1st and 2nd Memcopy timing details

Dear Experts,

Consider the following code segment;

cudaMemcpy(…); // 1st Memcpy
CudaKernel <<< …, … >>> ( …);
cudaMemcpy( …); // 2nd Memcpy

It is observed that whenever I profile my code on the GPU, the 2nd Memcopy takes more time compared to the first one. Both Memcopy copy the same number of elements and there are no uncaolesced memory accesses in both cases. I am using GTX 260.

Regards,

Sajid Anwar Khan

This is a sample output from cuda profiler

First memcopy method=[ memcopy ] gputime=[ 13336.896 ] cputime=[ 23372.000 ]
and
Second memcopy = method=[ memcopy ] gputime=[ 29527.936 ] cputime=[ 60769.000 ]
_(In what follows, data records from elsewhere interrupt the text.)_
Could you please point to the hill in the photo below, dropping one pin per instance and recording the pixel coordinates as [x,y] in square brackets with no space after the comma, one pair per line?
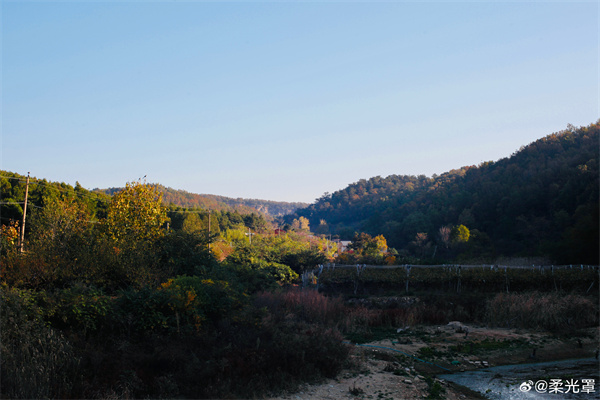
[540,201]
[185,199]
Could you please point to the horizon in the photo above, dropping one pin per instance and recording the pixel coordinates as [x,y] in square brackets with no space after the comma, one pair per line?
[284,201]
[286,101]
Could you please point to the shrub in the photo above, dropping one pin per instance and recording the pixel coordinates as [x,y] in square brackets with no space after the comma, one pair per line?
[37,361]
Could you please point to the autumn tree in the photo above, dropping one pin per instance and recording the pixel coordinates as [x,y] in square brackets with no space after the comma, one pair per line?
[135,214]
[132,228]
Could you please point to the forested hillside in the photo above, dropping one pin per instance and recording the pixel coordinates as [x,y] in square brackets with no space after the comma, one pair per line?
[540,201]
[185,199]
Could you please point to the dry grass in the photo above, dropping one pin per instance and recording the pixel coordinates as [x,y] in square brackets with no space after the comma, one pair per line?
[555,312]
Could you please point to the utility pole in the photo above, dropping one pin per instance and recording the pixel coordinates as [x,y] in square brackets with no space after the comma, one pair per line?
[209,229]
[24,214]
[249,234]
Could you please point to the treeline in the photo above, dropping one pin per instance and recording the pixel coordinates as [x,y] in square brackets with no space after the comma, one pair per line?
[185,199]
[120,297]
[541,201]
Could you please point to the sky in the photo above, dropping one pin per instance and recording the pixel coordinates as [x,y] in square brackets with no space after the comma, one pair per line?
[286,101]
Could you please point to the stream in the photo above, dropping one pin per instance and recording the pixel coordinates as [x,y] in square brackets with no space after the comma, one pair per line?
[568,379]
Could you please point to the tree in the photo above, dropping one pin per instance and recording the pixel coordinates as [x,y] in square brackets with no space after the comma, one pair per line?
[460,234]
[135,214]
[300,224]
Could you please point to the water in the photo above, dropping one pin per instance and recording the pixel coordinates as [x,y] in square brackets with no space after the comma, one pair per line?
[504,382]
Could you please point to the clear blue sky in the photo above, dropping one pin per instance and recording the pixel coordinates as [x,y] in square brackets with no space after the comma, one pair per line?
[286,101]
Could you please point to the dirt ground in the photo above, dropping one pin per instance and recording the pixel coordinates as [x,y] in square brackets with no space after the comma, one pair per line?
[406,367]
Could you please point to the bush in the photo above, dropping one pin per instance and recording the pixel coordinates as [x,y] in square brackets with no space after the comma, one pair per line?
[37,361]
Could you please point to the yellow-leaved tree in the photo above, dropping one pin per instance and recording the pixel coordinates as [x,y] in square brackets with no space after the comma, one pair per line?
[132,228]
[136,214]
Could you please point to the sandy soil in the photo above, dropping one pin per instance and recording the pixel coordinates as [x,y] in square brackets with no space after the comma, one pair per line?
[391,369]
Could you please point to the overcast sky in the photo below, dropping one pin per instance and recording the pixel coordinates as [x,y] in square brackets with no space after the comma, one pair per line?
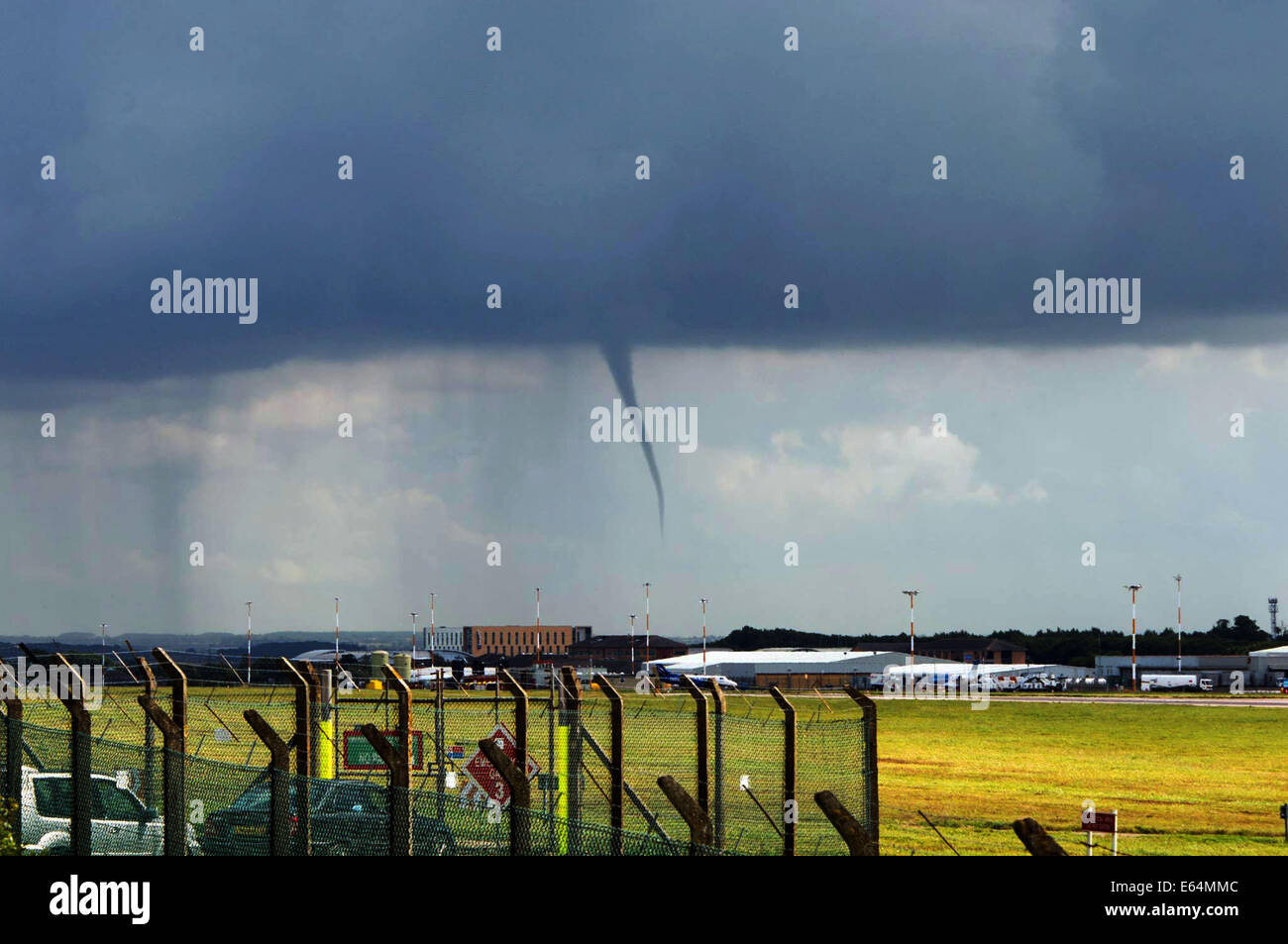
[518,167]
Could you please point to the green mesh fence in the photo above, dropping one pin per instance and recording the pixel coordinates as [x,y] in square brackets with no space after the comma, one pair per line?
[459,803]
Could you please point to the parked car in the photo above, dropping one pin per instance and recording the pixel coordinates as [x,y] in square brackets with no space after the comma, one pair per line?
[120,823]
[346,818]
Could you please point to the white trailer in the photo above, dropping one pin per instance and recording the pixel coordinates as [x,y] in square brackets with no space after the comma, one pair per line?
[1173,681]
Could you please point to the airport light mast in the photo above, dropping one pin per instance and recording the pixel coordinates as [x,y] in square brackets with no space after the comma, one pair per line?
[703,635]
[912,625]
[1133,587]
[248,642]
[433,643]
[648,638]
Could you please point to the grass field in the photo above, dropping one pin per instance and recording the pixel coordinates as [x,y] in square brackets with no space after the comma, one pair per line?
[1185,780]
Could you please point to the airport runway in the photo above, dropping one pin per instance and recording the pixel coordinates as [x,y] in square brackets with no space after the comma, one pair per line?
[1155,699]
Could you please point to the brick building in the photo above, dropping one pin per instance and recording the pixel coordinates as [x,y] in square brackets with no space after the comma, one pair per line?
[520,640]
[614,652]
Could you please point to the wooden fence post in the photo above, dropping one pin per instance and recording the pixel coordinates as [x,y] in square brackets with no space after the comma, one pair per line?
[520,796]
[399,806]
[851,831]
[72,695]
[695,816]
[174,741]
[399,776]
[278,784]
[699,742]
[870,760]
[616,762]
[789,811]
[303,743]
[717,818]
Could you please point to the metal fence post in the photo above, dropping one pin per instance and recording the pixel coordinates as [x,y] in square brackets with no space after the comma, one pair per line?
[717,818]
[439,749]
[616,760]
[399,824]
[871,798]
[278,793]
[699,742]
[303,758]
[81,746]
[790,810]
[317,713]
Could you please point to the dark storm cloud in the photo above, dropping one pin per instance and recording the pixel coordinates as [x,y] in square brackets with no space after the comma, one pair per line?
[768,167]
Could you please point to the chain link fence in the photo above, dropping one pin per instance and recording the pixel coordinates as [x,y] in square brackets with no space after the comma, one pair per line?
[591,775]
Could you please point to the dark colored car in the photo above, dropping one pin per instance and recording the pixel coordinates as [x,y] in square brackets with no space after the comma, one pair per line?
[346,819]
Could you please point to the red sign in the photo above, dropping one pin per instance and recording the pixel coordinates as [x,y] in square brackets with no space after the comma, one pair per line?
[485,778]
[1100,822]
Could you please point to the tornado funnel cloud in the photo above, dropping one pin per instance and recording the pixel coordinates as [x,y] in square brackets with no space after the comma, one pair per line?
[617,356]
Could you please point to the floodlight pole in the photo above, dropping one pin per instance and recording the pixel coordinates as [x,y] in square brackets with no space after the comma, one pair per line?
[432,642]
[338,639]
[703,635]
[248,642]
[912,625]
[648,636]
[1133,587]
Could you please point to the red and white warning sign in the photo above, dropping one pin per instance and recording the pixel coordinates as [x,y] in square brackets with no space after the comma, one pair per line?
[484,782]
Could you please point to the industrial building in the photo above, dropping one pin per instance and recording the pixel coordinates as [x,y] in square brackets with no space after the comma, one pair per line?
[614,653]
[1267,668]
[520,640]
[787,669]
[1216,669]
[967,648]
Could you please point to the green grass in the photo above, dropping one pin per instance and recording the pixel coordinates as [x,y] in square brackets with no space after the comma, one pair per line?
[1185,780]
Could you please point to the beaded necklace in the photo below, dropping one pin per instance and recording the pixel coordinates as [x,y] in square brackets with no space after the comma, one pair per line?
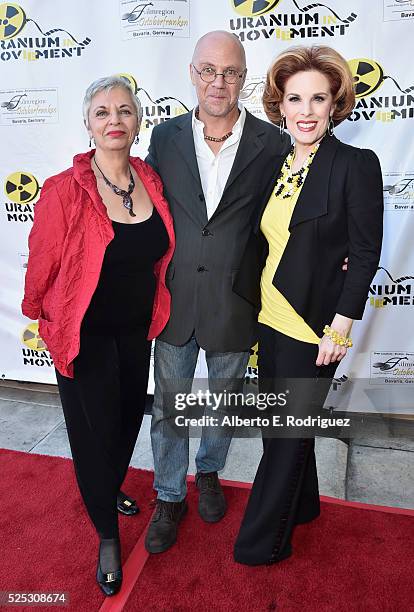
[289,182]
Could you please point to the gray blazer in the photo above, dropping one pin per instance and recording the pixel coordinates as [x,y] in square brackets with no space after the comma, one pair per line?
[208,253]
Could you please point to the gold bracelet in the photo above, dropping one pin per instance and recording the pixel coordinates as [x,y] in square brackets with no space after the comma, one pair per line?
[337,337]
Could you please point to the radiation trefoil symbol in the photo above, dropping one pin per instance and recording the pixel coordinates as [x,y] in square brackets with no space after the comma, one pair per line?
[253,8]
[369,76]
[32,339]
[21,187]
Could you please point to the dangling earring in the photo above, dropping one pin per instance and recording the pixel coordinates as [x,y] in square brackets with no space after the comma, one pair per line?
[282,125]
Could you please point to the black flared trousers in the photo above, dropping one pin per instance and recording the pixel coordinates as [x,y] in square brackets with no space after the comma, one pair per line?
[103,406]
[285,490]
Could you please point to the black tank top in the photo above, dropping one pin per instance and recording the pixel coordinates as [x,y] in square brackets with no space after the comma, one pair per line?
[125,293]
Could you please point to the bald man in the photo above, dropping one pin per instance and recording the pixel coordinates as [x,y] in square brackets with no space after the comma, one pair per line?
[216,163]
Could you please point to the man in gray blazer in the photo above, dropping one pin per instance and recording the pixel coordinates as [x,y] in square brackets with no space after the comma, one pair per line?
[216,163]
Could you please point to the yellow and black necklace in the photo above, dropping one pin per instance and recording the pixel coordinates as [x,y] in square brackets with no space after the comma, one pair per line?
[289,182]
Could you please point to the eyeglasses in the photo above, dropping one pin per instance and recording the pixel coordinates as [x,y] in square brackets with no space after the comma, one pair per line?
[209,74]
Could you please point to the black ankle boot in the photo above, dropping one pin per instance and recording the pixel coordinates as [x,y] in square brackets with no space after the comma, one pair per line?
[109,570]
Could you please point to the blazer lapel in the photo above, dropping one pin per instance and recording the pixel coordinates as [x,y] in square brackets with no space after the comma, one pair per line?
[313,198]
[184,143]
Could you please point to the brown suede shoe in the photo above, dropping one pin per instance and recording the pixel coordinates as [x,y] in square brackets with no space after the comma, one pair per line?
[163,528]
[211,502]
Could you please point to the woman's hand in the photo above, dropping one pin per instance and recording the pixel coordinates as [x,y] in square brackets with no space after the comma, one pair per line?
[329,351]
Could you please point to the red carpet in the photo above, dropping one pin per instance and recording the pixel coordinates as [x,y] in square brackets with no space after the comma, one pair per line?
[47,541]
[350,559]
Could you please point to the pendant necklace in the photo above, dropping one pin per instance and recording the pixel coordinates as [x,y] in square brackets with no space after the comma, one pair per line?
[126,195]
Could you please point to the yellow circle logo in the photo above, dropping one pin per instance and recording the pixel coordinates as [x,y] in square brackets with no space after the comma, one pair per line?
[32,339]
[12,20]
[368,76]
[21,187]
[132,82]
[253,8]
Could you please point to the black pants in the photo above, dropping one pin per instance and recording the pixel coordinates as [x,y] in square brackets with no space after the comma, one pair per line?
[103,406]
[285,490]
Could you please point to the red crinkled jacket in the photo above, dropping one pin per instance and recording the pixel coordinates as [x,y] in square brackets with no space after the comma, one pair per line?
[67,243]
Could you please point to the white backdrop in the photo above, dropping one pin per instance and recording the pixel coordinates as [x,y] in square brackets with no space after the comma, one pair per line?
[50,52]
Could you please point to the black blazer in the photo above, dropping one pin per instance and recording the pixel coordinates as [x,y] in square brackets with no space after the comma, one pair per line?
[339,213]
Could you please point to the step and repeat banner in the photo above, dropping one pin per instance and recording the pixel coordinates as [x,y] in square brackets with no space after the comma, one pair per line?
[51,51]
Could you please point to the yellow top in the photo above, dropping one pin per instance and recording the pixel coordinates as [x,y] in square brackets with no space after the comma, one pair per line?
[276,311]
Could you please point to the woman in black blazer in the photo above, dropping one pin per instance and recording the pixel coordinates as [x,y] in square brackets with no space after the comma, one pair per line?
[324,204]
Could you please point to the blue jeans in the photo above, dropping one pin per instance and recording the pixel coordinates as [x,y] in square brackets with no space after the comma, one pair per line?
[174,369]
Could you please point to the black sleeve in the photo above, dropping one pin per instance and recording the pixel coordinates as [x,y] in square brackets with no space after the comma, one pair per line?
[365,206]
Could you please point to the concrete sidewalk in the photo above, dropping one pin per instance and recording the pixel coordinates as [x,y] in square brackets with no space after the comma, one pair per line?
[373,470]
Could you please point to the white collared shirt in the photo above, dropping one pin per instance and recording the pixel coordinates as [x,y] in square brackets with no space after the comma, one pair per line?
[215,169]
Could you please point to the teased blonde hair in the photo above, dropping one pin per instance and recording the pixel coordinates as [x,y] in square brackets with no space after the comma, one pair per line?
[297,59]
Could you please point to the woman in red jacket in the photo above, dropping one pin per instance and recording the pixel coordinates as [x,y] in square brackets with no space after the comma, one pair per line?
[100,245]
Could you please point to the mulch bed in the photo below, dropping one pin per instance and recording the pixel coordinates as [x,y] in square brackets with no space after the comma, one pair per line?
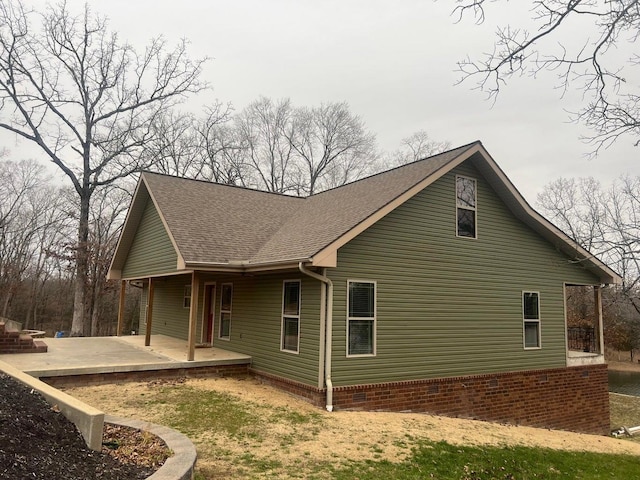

Same number of elements are copied. What can be the reason ?

Since u dont have cudaThreadSynchronize(), the memcopy time also includes the kernel execution time.

Kernel calls are asynchronous.

Insert a “cudaThreadSynchronize” between the kernel and 2nd memcopy and u will see the difference.

Also note that the first CUDA Call always takes more time because of cuda initialization. Usually this is a “cudaMalloc” and hence is irrelevant to the above scenario. JFYI.